The name of this restaurant in Seongdong-gu is an homage to the Majangdong meat market, where owner Jeong Sang-won’s father worked. Born and Bred started as a private social dining club showcasing only the most pristine Korean beef to exclusive guests, inspiring countless modern Korean beef restaurants with its practice of serving different cuts as courses. In early 2019 the business expanded into a three-story building, where each floor operates as a different concept: a butcher shop, casual restaurant, and private dining. For a full-on Born and Bred experience, take your shot at one of the seats at the basement counter, an intimate space usually reserved for groups, where the restaurant puts on a hanwoo extravaganza featuring just about every cut of Korean beef.

1 Majangno 42(sasibi)-gil, Seongdong-gu
Seoul, South Korea

12. R Gogi

51 Seolleung-ro 162-gil, Gangnam-gu, Seoul, South Korea

R Gogi has set a new standard for Korean barbecue with their thick cuts of 1++ grade hanwoo, pristine setting, and professional service. Well-trained staff grill juicy tenderloin, sirloin, and other specialized cuts directly on the charcoal fire at the table, ensuring the high-quality meat gets the proper treatment. In keeping with the splurge vibes, you can add caviar to the table, and — unusual for a barbecue restaurant — there’s also a bar program for cocktails and whiskey alongside the feast. Do not skip the siksa after dinner; R Gogi’s beefy off-menu rendition of omurice is a cult favorite.

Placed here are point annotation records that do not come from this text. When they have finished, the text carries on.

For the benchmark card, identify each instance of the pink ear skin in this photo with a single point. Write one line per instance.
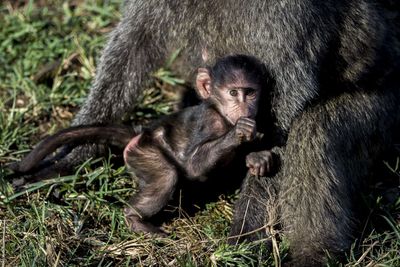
(203, 83)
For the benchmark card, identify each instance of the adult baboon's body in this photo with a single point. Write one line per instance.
(336, 95)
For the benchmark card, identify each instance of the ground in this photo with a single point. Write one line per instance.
(48, 55)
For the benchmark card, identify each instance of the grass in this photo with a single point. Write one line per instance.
(48, 54)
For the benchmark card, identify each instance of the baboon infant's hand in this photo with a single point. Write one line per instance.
(245, 129)
(259, 163)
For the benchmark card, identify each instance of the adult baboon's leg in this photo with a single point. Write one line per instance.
(330, 151)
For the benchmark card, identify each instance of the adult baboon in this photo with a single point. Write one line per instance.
(335, 65)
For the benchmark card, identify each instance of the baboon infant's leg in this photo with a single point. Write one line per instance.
(156, 184)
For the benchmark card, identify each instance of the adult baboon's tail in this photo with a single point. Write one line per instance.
(113, 135)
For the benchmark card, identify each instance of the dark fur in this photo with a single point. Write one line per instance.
(335, 64)
(190, 143)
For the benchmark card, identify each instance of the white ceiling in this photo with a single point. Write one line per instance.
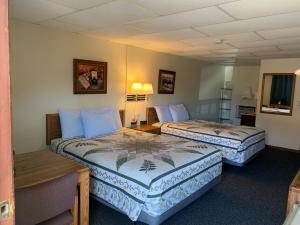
(219, 31)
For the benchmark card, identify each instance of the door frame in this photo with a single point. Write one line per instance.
(6, 164)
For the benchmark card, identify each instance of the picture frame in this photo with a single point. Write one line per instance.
(89, 77)
(166, 82)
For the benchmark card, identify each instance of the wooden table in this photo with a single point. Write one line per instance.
(40, 166)
(294, 193)
(147, 128)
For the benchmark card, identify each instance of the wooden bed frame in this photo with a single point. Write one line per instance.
(151, 116)
(53, 129)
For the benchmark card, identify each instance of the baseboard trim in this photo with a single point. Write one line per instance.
(282, 149)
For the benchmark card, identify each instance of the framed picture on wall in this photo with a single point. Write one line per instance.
(90, 77)
(166, 82)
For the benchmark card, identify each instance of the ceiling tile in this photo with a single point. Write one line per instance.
(165, 7)
(257, 24)
(263, 43)
(80, 4)
(224, 39)
(281, 33)
(200, 17)
(173, 35)
(114, 13)
(278, 54)
(115, 32)
(36, 10)
(245, 9)
(61, 26)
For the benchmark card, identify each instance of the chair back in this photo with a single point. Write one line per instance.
(44, 201)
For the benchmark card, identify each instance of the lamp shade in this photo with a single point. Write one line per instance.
(147, 89)
(297, 72)
(247, 93)
(136, 88)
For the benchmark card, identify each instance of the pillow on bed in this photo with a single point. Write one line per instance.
(113, 111)
(98, 123)
(163, 113)
(179, 112)
(71, 125)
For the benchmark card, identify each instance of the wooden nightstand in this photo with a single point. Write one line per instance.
(294, 193)
(147, 128)
(40, 166)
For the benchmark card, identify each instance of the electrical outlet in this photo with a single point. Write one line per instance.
(4, 210)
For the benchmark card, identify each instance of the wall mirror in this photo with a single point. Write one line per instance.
(277, 93)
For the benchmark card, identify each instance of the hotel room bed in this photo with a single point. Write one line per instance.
(146, 176)
(238, 144)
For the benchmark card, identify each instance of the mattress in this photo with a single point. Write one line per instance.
(141, 172)
(237, 143)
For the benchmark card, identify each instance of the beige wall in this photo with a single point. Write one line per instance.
(282, 131)
(42, 78)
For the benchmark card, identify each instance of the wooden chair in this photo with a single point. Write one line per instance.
(49, 203)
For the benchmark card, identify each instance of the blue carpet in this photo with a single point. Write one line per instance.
(255, 194)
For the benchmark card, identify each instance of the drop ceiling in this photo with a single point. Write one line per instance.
(218, 31)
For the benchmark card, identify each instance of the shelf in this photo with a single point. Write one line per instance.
(224, 109)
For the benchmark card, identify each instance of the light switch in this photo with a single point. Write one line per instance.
(4, 210)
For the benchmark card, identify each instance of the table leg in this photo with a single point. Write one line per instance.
(84, 185)
(75, 210)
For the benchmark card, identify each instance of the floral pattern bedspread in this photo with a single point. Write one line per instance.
(136, 171)
(238, 143)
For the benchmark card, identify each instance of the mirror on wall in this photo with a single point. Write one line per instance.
(277, 93)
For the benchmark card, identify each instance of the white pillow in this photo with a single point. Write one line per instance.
(163, 113)
(71, 125)
(112, 111)
(96, 123)
(179, 112)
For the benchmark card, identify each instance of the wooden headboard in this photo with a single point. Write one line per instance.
(53, 129)
(151, 115)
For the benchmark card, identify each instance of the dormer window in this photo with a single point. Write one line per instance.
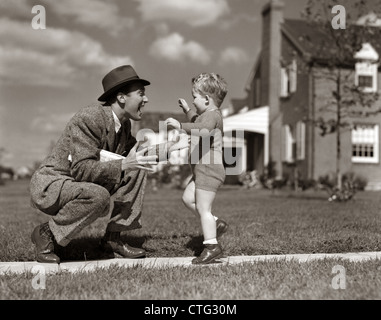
(366, 68)
(288, 79)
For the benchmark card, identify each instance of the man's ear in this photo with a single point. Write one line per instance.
(120, 97)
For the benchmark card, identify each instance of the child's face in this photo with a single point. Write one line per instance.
(199, 102)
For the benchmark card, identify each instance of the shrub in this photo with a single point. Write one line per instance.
(351, 183)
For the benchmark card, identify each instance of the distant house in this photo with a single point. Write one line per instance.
(282, 94)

51 Seolleung-ro 162-gil, Gangnam-gu
Seoul, South Korea

13. Gombawi

10 Yeongdong-daero 115-gil, Gangnam-gu, Seoul, South Korea

Gombawi has maintained a strong reputation as one of the most popular yangdaechang (beef tripe and large intestine) restaurants in Korea since 1983, nailing the unique flavor and chewy texture you can only get from fresh yangdaechang and gopchang (intestines) prepared right. Gombawi also serves various cuts of excellent hanwoo, such as sirloin, ribs, and brisket, accompanied by banchan. Hongtang, a spicy red soup full of beef ribs and gopchang, is a hearty addition to the table, especially good on a chilly night or after a few rounds of drinking.

10 Yeongdong-daero 115-gil, Gangnam-gu
Seoul, South Korea

14. Byeokje Galbi

1-4 Yangjae-daero 71-gil, Bangi 1(il)-dong, Songpa-gu, Seoul, South Korea

Best known for marinated galbi, Byeokje Galbi has been a quintessential, high-end Korean barbecue house since 1986. For years, they have sourced the highest-quality hanwoo beef from daily auctions, with the price tag to match. For the top-grade meat, which they label seol-hwa (“snow flower,” a reference to the marbling), the signature diamond-cut galbi starts at 60,000 won ($47) per 100 grams, ranging up to 100,000 won ($80) per 100 grams for their “ultimate” striploin steak. In addition to meat, the restaurant employs masters of naengmyeon (cold buckwheat noodles) and gomtang (beef bone soup, milky white from a long simmer) with decades of experience.